London Underground upgrade contractor Tube Lines has vowed to fight PPP Arbiter Chris Bolt’s decision to cap upgrade work on the Jubilee, Northern and Piccadilly Lines between 2010 and 2017 at £4.4bn.
Tube Lines chief executive Dean Finch said the decision was “wrong” and accused Bolt of “ducking the issue” by failing to address the client’s role in work on the Tube.
Speaking exclusively to NCE Finch said that the decision would effectively force Tube Lines and London Underground (LUL) to adopt an adversarial approach to the upgrade contract.
He promised to fight hard against Bolt’s draft ruling over the next six weeks.
“What he [Bolt] is saying is that £4.4bn is the baseline from which Tube Lines would have to derive other sources of income,” he said.
Clawing back costs
Finch was referring to the fact that it would have to make claims against LUL for inefficient procurement, and inability to work in partnership to ensure it gets all the revenue it needs.
“I think he [Bolt] and his advisers are wrong and they have asked the wrong questions,” he said. “London Undergound is not a perfect client and I think his advisers have to take that into account in their assessment.”
Tube Lines had originally asked to spend £6.6bn between 2010 and 2017 but this figure was revised after de-scoping to £5.75bn. London Underground argued that this work should only cost £4bn.

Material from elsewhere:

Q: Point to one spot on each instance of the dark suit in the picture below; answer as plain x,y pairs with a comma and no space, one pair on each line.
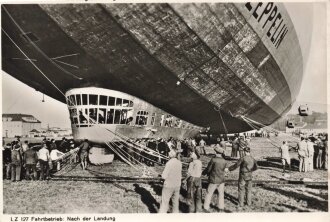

The Arbiter ruled in December that the work should cost £4.4bn.
“A company operating in an overall efficient and economic manner could deliver its obligations at a substantially lower cost than projected by Tube Lines, though not as cheaply as suggested by London Underground,” said Bolt.
“Tube Lines has already secured £100M of claims against London Underground’s inefficiency and we have another £500M on the table,” said Finch.
“The Arbiter is now encouraging us to pursue even more claims which of course we will do but I question whether that is a sensible way forward in what is supposed to be a partnership,” he added.